Reid v Buckinghamshire Healthcare NHS Trust [2015] EWHC B21 (Costs)
In this clinical negligence matter, the costs were assessed after the first day of a two day Detailed Assessment. Master O’Hare then moved to consider the costs of the Detailed Assessment following the Claimant’s success. The Master noted that the Claimant had offered mediation and the Defendant responded six weeks later with a refusal. He found the refusal to be unreasonable, and therefore awarded the Claimant their costs of the Detailed Assessment on the Standard Basis up until 3 days after the date of the offer to mediate, and on the Indemnity Basis thereafter. The Master considered this to have been the date on which the offer to mediate would have reasonably been received, and therefore all costs from thereon followed the Defendant's unreasonably refusal.


What should practitioners do?
It is important to consider how significant decisions like this could be on the assessment of the costs of either the main action litigation or the Detailed Assessment, particularly for the paying party. On matters where the new approach to proportionality would usually bite on the Standard Basis, an unreasonable refusal during the litigation may open the doors for an Indemnity Basis assessment in which proportionality is set aside.
It is becoming clearer that offers of mediation will impact on costs awards of both the main action litigation and the subsequent assessment costs of the costs. Fee earners should therefore always consider the potential benefits of offering to mediate when it may reasonably bring the matter to a close. It may be that you already take this approach to litigation, but ensuring that the offer is made clearly and is recorded on the file could pay dividends when the issue of costs is addressed later on.
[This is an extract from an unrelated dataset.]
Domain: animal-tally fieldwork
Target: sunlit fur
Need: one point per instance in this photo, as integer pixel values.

Alternatively, if you receive an offer to mediate at any stage, you need to respond. Properly consider the merits of mediation at that stage in the litigation, but also consider whether it would be objectively reasonable to refuse mediation. You may not want to mediate, but will that be enough to justify refusing the offer when the situation is assessed by a Costs Judge in several moths' time? If you do think it is appropriate to refuse make sure you convey that to your opponent along with your reasoning. Referring to the factors set out in Halsey may be the most obvious and persuasive way of protecting your client from an adverse costs decision regardless of whether you go on to win or lose the claim!